Мотивация здесь фатально неизбежна. Вместе с тем она сугубо фрагментарна. Во-первых, в ней нет «естественности» — свои аналогии форма берет из истории. Во-вторых, аналогия между смыслом и понятием всегда лишь частична, многие аналогии отбрасываются формой, которая использует лишь некоторые из них: от баскского домика она сохраняет покатую крышу и ложный деревянный каркас, но отбрасывает наружную лестницу, амбар, весь налет старины и т. д. Скажем даже более: в исчерпывающем образе не было бы и никакого мифа — во всяком случае, в подобном образе ему пришлось бы опираться лишь на исчерпывающую полноту как таковую; последний случай имеет место в плохой живописи, всецело основанной на мифах о «законченности» и «заполненности» (этот миф диаметрально противоположен мифу об абсурде — для одного формой служит пустота, для другого переполненность).
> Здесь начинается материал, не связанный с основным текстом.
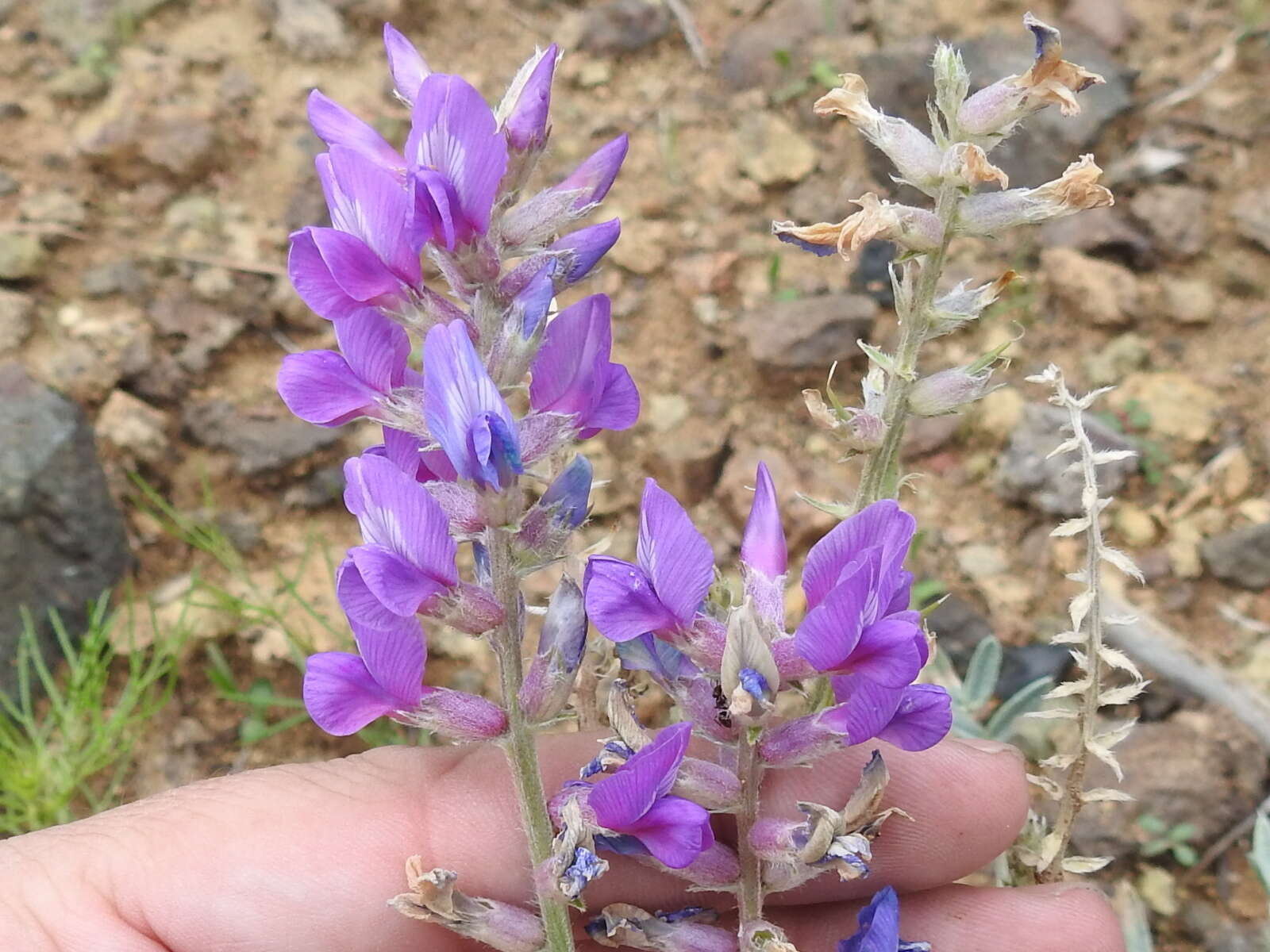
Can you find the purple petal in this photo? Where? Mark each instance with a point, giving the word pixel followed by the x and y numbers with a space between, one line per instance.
pixel 587 247
pixel 596 175
pixel 395 658
pixel 313 281
pixel 336 126
pixel 764 543
pixel 832 630
pixel 452 130
pixel 625 797
pixel 675 831
pixel 887 653
pixel 527 124
pixel 321 387
pixel 355 267
pixel 341 695
pixel 882 524
pixel 371 203
pixel 673 554
pixel 922 719
pixel 376 348
pixel 399 585
pixel 406 67
pixel 459 393
pixel 622 602
pixel 400 516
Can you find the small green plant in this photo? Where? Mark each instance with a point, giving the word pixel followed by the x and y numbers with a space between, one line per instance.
pixel 67 731
pixel 1175 839
pixel 972 696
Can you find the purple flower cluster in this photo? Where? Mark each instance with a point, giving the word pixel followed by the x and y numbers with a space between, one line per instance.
pixel 454 454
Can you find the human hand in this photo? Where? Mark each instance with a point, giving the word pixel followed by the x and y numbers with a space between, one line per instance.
pixel 305 856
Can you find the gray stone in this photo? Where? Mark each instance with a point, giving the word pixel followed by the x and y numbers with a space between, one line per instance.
pixel 808 332
pixel 1024 475
pixel 63 539
pixel 1241 556
pixel 899 83
pixel 260 443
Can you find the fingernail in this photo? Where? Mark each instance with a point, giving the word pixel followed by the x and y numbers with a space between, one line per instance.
pixel 991 747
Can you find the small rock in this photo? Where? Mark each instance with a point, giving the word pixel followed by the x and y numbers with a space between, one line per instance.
pixel 1216 785
pixel 16 314
pixel 310 29
pixel 1187 300
pixel 1121 357
pixel 689 459
pixel 22 255
pixel 114 278
pixel 1179 406
pixel 133 427
pixel 622 25
pixel 262 443
pixel 63 539
pixel 772 152
pixel 1026 475
pixel 1089 291
pixel 1241 556
pixel 808 332
pixel 1176 216
pixel 1134 524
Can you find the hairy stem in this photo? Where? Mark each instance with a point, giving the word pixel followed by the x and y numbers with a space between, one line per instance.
pixel 522 753
pixel 880 476
pixel 1073 789
pixel 749 892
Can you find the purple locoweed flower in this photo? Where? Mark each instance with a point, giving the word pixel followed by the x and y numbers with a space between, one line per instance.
pixel 467 414
pixel 456 158
pixel 575 376
pixel 664 592
pixel 879 928
pixel 637 812
pixel 344 692
pixel 330 389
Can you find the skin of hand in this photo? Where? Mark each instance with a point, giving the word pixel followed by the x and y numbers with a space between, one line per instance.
pixel 305 856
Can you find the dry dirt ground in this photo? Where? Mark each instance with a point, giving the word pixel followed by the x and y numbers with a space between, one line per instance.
pixel 158 158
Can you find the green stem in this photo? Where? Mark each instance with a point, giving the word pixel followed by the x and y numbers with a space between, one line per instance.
pixel 880 476
pixel 749 886
pixel 520 747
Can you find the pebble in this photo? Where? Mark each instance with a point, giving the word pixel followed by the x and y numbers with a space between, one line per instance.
pixel 1090 291
pixel 772 152
pixel 808 332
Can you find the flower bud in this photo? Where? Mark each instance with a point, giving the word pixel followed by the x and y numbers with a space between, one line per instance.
pixel 946 391
pixel 550 678
pixel 1075 190
pixel 524 111
pixel 994 112
pixel 433 899
pixel 912 228
pixel 914 156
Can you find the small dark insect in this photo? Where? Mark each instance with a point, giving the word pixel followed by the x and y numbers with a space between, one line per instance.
pixel 723 715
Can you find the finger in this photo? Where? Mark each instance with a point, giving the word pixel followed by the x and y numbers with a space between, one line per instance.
pixel 317 850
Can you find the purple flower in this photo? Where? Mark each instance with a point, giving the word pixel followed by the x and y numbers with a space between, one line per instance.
pixel 572 374
pixel 530 99
pixel 664 590
pixel 330 389
pixel 406 67
pixel 857 598
pixel 346 692
pixel 467 414
pixel 456 159
pixel 634 801
pixel 879 928
pixel 583 248
pixel 408 559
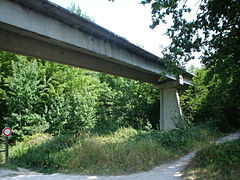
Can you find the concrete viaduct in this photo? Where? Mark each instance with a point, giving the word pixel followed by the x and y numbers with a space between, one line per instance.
pixel 41 29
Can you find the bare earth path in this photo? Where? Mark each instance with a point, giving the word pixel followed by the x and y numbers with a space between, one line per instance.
pixel 170 171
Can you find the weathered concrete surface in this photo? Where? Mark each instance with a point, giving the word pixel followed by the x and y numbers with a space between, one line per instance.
pixel 170 171
pixel 44 30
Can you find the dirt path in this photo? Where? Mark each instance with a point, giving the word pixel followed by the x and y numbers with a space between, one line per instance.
pixel 170 171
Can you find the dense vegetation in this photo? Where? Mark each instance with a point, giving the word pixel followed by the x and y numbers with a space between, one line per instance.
pixel 216 162
pixel 39 96
pixel 72 108
pixel 210 28
pixel 124 151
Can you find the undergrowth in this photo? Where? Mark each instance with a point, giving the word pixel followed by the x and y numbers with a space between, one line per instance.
pixel 124 151
pixel 216 162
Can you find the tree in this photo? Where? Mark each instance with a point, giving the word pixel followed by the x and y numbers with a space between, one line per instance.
pixel 214 31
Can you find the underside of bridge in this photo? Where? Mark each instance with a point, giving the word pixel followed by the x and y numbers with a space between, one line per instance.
pixel 47 31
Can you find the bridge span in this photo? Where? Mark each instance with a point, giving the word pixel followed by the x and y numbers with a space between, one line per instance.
pixel 42 29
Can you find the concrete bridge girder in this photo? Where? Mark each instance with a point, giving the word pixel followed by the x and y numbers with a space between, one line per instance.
pixel 44 30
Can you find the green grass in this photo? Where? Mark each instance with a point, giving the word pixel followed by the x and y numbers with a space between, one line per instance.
pixel 216 162
pixel 124 151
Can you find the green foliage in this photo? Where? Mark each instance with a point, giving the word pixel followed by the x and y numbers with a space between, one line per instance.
pixel 124 151
pixel 211 99
pixel 22 104
pixel 216 162
pixel 48 97
pixel 125 102
pixel 214 32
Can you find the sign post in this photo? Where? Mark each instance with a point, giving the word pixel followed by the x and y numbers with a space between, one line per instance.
pixel 6 132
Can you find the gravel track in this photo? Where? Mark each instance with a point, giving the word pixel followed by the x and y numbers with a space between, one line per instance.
pixel 170 171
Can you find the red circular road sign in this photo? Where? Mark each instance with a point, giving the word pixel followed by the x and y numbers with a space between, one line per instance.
pixel 7 131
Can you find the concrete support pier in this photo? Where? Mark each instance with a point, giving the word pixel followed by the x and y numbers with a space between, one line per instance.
pixel 170 110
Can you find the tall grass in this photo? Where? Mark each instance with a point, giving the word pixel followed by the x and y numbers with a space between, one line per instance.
pixel 124 151
pixel 216 162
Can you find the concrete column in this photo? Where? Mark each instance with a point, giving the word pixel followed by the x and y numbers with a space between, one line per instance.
pixel 170 110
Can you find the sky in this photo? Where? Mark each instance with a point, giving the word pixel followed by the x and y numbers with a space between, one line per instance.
pixel 127 18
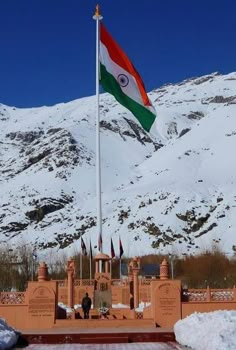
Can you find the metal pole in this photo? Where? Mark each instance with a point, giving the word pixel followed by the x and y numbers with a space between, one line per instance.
pixel 97 17
pixel 81 267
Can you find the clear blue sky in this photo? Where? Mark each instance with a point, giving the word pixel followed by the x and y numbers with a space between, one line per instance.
pixel 47 47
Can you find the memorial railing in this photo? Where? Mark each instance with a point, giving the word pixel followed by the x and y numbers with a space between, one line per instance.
pixel 209 295
pixel 12 298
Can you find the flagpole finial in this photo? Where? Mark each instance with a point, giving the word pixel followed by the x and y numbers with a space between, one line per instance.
pixel 97 14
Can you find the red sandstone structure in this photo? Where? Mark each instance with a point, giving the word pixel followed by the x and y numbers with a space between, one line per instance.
pixel 165 301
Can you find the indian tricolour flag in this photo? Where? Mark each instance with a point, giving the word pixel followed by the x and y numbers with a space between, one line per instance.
pixel 119 77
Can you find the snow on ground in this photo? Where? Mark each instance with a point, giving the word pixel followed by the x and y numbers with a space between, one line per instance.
pixel 208 331
pixel 199 331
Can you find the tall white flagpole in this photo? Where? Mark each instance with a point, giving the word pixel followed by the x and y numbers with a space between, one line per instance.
pixel 81 266
pixel 97 17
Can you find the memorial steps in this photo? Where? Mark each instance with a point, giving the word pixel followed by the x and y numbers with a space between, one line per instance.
pixel 104 334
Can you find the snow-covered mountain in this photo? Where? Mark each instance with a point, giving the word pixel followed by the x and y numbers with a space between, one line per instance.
pixel 176 189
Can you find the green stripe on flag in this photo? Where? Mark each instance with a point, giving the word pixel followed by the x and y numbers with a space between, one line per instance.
pixel 110 84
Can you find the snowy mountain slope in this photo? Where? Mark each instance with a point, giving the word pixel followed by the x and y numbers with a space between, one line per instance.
pixel 176 190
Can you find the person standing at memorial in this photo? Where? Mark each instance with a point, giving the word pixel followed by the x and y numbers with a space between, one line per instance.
pixel 86 305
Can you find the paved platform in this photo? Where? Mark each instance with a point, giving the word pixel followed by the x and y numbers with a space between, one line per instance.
pixel 97 335
pixel 134 346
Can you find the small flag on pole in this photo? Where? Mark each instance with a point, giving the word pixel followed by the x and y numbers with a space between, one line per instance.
pixel 121 249
pixel 83 247
pixel 112 250
pixel 120 78
pixel 90 251
pixel 100 242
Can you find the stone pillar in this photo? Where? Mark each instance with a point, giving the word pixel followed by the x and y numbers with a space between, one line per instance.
pixel 136 269
pixel 107 267
pixel 164 270
pixel 42 272
pixel 96 266
pixel 208 294
pixel 70 278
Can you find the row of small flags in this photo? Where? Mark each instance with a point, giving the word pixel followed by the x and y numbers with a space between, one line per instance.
pixel 113 254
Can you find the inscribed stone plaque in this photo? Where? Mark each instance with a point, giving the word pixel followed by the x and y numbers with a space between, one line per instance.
pixel 167 304
pixel 41 311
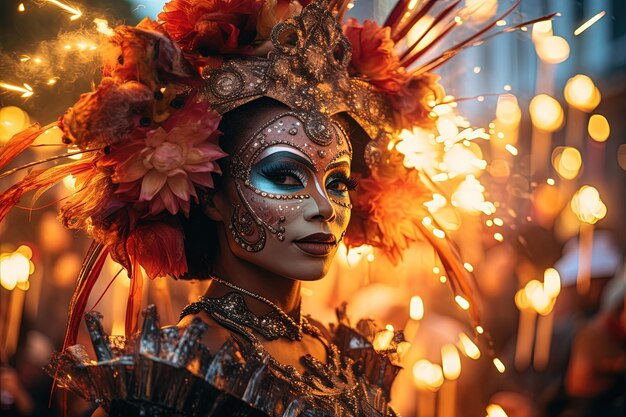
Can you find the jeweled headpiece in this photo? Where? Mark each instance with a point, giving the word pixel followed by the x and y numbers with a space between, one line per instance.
pixel 149 132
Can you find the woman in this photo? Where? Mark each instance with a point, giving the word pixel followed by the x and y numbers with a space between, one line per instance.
pixel 304 106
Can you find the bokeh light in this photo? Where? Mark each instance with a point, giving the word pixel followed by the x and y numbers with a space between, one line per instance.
pixel 546 113
pixel 587 205
pixel 552 49
pixel 12 120
pixel 598 128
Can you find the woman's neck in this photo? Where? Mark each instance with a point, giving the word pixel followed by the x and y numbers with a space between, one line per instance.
pixel 283 292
Но обыкновенно миф предпочитает работать с помощью скудных, неполных образов, где смысл уже достаточно обезжирен и препарирован для значения, — таковы, например, карикатуры, пародии, символы и т. д. Наконец, в-третьих, мотивировка выбирается из многих возможных. Для «французской имперскости» я могу найти и много других означающих, помимо салютующего негра: скажем, французский генерал вручает орден однорукому инвалиду-сенегальцу, монахиня-сиделка дает лекарство раненому арабу, негритята внимательно слушают белого учителя; а пресса изо дня в день неустанно доказывает, что запасы мифических означающих неисчерпаемы.
104
С этической точки зрения, в мифе всего неприятнее именно эта мотивированность его формы. Если и правомерно говорить о «здоровье языка», то основой его должна быть произвольность знака. Миф же отталкивает своей псевдоприродностью, его значащие формы оказываются излишествами — так в некоторых вещах утилитарная функция прикрывается оформлением «под природу». Стремление добавить к значению еще и санкцию природности вызывает настоящую тошноту — миф излишне богат, и избыточна в нем именно мотивированность. Сходное отвращение вызывают у меня те искусства, что не желают выбирать между «физисом» и «антифизисом» 18 , пользуясь первым как идеалом, а вторым — как средством накопления. Это этически низко, как и любое двурушничество.